Knowing – Saying – Doing Gap

Our leadership workshops are uniquely designed to help reduce the knowing – saying – doing gap. Because of this, many a time we receive feedback that our workshops were thought-provoking, eye-opening, and reflective. In this short article, we explain this process in some detail.

The Knowing – Saying – Doing Gap refers to the disconnect between what individuals know, what they say, and what they actually do. It highlights the disparity between knowledge, intentions, and actions.

In many of our workshops, participants may possess knowledge and are aware of what needs to be done; but they may struggle to put that knowledge into practice. Through our ‘mirroring’ process, we build this awareness around this gap.
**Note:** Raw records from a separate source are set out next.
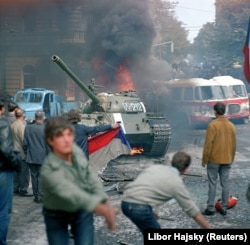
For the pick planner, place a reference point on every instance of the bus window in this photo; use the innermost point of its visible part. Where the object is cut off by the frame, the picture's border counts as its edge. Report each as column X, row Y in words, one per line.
column 196, row 93
column 238, row 91
column 22, row 97
column 206, row 92
column 188, row 93
column 176, row 93
column 219, row 93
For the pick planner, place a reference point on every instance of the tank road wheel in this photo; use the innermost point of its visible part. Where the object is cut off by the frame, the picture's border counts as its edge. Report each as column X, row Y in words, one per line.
column 161, row 140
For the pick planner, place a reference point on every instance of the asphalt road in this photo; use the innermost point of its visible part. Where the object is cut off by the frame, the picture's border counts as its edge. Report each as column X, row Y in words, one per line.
column 27, row 226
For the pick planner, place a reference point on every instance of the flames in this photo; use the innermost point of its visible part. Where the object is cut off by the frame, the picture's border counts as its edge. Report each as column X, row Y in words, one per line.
column 136, row 151
column 121, row 79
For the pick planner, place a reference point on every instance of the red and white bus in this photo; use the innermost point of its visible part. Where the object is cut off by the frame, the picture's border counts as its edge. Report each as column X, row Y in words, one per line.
column 237, row 99
column 191, row 100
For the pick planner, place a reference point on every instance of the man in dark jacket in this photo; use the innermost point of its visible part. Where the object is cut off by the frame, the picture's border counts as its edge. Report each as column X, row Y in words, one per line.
column 36, row 149
column 9, row 161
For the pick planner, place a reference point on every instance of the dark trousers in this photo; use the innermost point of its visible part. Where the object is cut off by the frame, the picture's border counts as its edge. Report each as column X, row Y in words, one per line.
column 141, row 215
column 6, row 193
column 22, row 178
column 213, row 171
column 35, row 179
column 57, row 222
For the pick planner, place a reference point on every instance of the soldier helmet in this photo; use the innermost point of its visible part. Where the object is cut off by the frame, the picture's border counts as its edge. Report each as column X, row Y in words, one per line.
column 74, row 116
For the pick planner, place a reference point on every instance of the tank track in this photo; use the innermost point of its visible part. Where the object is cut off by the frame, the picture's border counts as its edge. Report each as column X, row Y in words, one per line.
column 161, row 140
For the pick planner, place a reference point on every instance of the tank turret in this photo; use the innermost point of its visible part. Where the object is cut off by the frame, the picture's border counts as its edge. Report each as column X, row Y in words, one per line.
column 147, row 133
column 91, row 95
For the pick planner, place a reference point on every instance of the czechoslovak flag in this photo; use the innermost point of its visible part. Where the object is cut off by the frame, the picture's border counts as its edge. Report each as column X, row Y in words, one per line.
column 246, row 54
column 107, row 146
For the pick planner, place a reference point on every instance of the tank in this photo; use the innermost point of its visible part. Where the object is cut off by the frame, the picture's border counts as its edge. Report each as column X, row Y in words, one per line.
column 147, row 133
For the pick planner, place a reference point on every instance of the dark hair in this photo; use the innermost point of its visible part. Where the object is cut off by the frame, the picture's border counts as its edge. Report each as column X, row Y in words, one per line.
column 39, row 115
column 19, row 112
column 181, row 160
column 74, row 116
column 12, row 106
column 220, row 108
column 56, row 125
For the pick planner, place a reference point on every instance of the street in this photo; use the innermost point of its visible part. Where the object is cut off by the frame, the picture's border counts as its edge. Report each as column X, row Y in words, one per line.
column 27, row 226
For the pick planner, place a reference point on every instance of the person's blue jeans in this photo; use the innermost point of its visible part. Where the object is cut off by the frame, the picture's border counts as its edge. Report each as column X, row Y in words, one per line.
column 213, row 170
column 6, row 195
column 57, row 222
column 141, row 215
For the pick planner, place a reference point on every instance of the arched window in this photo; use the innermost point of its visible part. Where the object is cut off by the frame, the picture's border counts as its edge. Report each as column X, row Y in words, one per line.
column 29, row 77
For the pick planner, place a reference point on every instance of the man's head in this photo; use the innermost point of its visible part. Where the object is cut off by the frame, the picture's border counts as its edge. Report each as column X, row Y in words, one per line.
column 181, row 160
column 59, row 134
column 74, row 116
column 12, row 106
column 19, row 114
column 220, row 108
column 39, row 116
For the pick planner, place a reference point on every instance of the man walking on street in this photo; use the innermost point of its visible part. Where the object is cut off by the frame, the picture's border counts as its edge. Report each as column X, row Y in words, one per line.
column 22, row 177
column 12, row 106
column 36, row 149
column 155, row 186
column 72, row 191
column 9, row 161
column 218, row 155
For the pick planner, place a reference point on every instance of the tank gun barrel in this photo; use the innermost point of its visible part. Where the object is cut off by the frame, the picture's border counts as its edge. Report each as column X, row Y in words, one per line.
column 63, row 66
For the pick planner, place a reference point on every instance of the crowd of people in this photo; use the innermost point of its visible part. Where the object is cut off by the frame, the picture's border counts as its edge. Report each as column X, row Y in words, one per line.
column 52, row 154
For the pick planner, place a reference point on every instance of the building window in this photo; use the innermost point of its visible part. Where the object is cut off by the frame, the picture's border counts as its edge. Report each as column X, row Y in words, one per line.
column 29, row 77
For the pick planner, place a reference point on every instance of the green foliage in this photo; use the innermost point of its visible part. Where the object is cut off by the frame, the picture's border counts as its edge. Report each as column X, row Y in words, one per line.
column 221, row 43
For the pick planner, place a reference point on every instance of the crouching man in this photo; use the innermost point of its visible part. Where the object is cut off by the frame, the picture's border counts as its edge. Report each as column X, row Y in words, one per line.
column 153, row 187
column 72, row 192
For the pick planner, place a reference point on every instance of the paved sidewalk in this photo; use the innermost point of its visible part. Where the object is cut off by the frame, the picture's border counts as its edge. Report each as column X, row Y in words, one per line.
column 27, row 226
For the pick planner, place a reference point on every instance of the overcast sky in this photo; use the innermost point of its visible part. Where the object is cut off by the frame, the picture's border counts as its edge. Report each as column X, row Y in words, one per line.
column 194, row 14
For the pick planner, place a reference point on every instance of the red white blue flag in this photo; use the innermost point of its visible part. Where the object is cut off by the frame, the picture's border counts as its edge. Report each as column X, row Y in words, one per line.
column 246, row 54
column 107, row 146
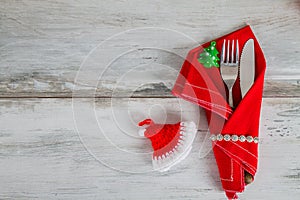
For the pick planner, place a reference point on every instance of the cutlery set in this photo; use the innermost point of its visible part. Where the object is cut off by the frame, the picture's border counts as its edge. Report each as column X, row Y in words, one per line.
column 233, row 67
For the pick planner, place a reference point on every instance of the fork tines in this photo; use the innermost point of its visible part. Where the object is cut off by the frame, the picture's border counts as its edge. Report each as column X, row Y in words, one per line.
column 226, row 61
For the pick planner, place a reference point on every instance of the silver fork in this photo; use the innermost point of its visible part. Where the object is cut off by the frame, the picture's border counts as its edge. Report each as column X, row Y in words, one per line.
column 230, row 66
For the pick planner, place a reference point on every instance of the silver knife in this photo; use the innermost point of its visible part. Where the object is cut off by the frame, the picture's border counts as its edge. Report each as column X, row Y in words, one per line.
column 247, row 67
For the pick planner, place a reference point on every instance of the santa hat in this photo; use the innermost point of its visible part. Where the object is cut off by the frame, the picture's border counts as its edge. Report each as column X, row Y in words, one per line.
column 171, row 142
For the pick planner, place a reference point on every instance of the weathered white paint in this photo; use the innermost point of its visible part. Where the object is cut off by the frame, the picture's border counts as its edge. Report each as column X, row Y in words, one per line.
column 45, row 42
column 41, row 155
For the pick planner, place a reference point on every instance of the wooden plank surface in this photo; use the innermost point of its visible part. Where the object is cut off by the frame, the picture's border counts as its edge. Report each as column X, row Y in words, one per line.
column 44, row 43
column 127, row 54
column 42, row 156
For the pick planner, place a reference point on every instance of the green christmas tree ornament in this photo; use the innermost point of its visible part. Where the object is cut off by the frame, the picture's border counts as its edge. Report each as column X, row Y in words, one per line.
column 209, row 57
For example, someone may know the importance of exercising regularly for their health (Knowing), they may express their intention to start a workout routine (Saying), but they may struggle to actually follow through and consistently engage in physical activity (Doing). In the context of leadership, many know and say that leading from the front and being a role model is essential; but they often miss turning up on time or sticking to their timely commitments. It adversely affects the professional standing of the individual.

This gap can occur due to various factors such as lack of motivation, external constraints, or conflicting priorities. Bridging the Knowing – Saying – Doing Gap requires a combination of self-awareness, motivation, and effective strategies. It involves aligning one’s intentions with their actions and finding ways to overcome barriers that hinder the translation of knowledge into behavior.

Our workshop methodology focuses exactly on bridging the gap while ensuring ample privacy for self reflection. The result is usually a participant who is more self aware and who takes greater ownership for personal growth. Since the change is triggered from within, it is owned and more sustainable.